To defend their arguments, their passivity in the class struggle, these comrades quote the great leader Stalin: “In this period (period of the creation of the party) the party is weak; it has a programme, general tactical principles, but as a party of mass action, it is weak.” (our translation) However Stalin didn’t say that Marxist-Leninists should not intervene, act and direct the movement. He said that Ihey are weak, that their possibilities are limited.
This same Stalin led a group at Tiflis in 1900 which led strikes: Lenin, the great leader and fighter against economism in Russia at that time, directed the class struggles of the St-Petersburg textile workers and wrote in What is to be done? “(the economists) consider that the party should not get involved in the spontaneous movement of the working class, and even less direct it, but rather it (the communist movement) should follow it, study it and learn lessons from it.” (our translation)
Isn’t this exactly what those who want to restrain Marxist-Leninist activity to study and propaganda and thus cut it off from the working class are doing? Worse still, they want to cut off the leaders of the movement, the most advanced workers, from their class brothers and sisters by pulling them out of the factories, and out of their struggles, to restrain them to study.
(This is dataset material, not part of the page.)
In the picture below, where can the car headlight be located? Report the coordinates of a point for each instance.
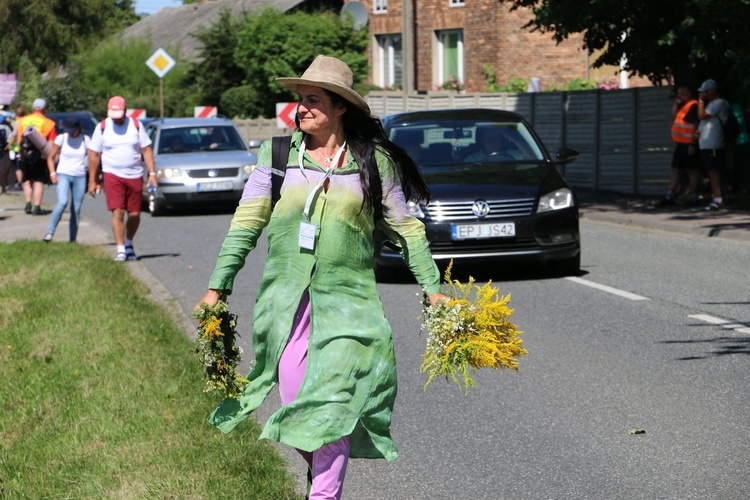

Marxist-Leninists must show that they are the best defenders of the interests of the working class not only in the long term but also in the short term. Their task is to participate in the immediate struggles to bring revolutionary consciousness. Communists must put forward slogans which subordinate the immediate struggles to the long-term struggles as a part to the whole, but they must also show that they can propose correct tactics to win the immediate struggles. Not to do communist education about socialist revolution is to cut off the socialist movement from the workers’ movement. Not to participate in the immediate struggles of the working class is to leave the direction of these struggles in the hands of the actual reformist leaders and to limit ourselves to a propaganda outside the movement; it means maintaining the same division between socialist consciousness and the workers” movement.